Probably Approximately Correct Model (PAC)

Slides:



Advertisements
Similar presentations
Efficient classification for metric data Lee-Ad GottliebWeizmann Institute Aryeh KontorovichBen Gurion U. Robert KrauthgamerWeizmann Institute TexPoint.
Advertisements

Pretty-Good Tomography Scott Aaronson MIT. Theres a problem… To do tomography on an entangled state of n qubits, we need exp(n) measurements Does this.
VC Dimension – definition and impossibility result
A threshold of ln(n) for approximating set cover By Uriel Feige Lecturer: Ariel Procaccia.
On Complexity, Sampling, and -Nets and -Samples. Range Spaces A range space is a pair, where is a ground set, it’s elements called points and is a family.
Size-estimation framework with applications to transitive closure and reachability Presented by Maxim Kalaev Edith Cohen AT&T Bell Labs 1996.
CHAPTER 2: Supervised Learning. Lecture Notes for E Alpaydın 2004 Introduction to Machine Learning © The MIT Press (V1.1) 2 Learning a Class from Examples.
An Efficient Membership-Query Algorithm for Learning DNF with Respect to the Uniform Distribution Jeffrey C. Jackson Presented By: Eitan Yaakobi Tamar.
BOOSTING & ADABOOST Lecturer: Yishay Mansour Itay Dangoor.
FilterBoost: Regression and Classification on Large Datasets Joseph K. Bradley 1 and Robert E. Schapire 2 1 Carnegie Mellon University 2 Princeton University.
Machine Learning Week 2 Lecture 2.
Probably Approximately Correct Learning Yongsub Lim Applied Algorithm Laboratory KAIST.
Computational Learning Theory
Northwestern University Winter 2007 Machine Learning EECS Machine Learning Lecture 13: Computational Learning Theory.
Analysis of greedy active learning Sanjoy Dasgupta UC San Diego.
Measuring Model Complexity (Textbook, Sections ) CS 410/510 Thurs. April 27, 2007 Given two hypotheses (models) that correctly classify the training.
Vapnik-Chervonenkis Dimension
1 How to be a Bayesian without believing Yoav Freund Joint work with Rob Schapire and Yishay Mansour.
Vapnik-Chervonenkis Dimension Definition and Lower bound Adapted from Yishai Mansour.
Vapnik-Chervonenkis Dimension Part II: Lower and Upper bounds.
Introduction to Machine Learning course fall 2007 Lecturer: Amnon Shashua Teaching Assistant: Yevgeny Seldin School of Computer Science and Engineering.
Introduction to Boosting Aristotelis Tsirigos SCLT seminar - NYU Computer Science.
1 Computational Learning Theory and Kernel Methods Tianyi Jiang March 8, 2004.

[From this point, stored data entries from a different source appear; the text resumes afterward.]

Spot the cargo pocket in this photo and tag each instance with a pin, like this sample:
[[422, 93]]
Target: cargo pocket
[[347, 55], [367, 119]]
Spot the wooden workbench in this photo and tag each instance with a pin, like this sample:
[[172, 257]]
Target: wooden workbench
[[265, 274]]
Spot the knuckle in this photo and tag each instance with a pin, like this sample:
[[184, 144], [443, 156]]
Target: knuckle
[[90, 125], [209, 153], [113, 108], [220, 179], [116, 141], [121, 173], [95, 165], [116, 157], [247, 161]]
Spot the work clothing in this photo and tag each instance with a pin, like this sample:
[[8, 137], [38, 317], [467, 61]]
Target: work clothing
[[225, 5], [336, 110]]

Decision Trees and more!. Learning OR with few attributes Target function: OR of k literals Goal: learn in time – polynomial in k and log n –  and 
Experts and Boosting Algorithms. Experts: Motivation Given a set of experts –No prior information –No consistent behavior –Goal: Predict as the best expert.
Probably Approximately Correct Learning (PAC) Leslie G. Valiant. A Theory of the Learnable. Comm. ACM (1984)

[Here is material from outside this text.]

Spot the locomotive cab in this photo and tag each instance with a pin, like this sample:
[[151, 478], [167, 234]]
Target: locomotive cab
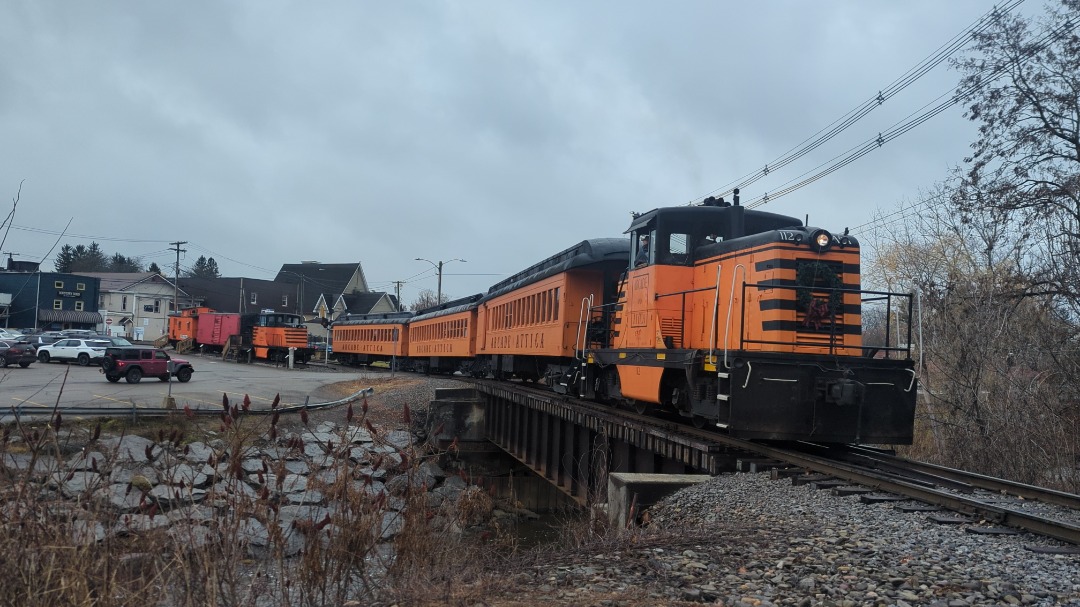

CS Bayesian Learning1 Bayesian Learning. CS Bayesian Learning2 States, causes, hypotheses. Observations, effect, data. We need to reconcile.
Support Vector Machines
PAC learning Invented by L.Valiant in 1984 L.G.ValiantA theory of the learnable, Communications of the ACM, 1984, vol 27, 11, pp
Machine Learning1 Machine Learning: Summary Greg Grudic CSCI-4830.
C. – C. Yao Data Structure. C. – C. Yao Chap 1 Basic Concepts.
Random Sampling, Point Estimation and Maximum Likelihood.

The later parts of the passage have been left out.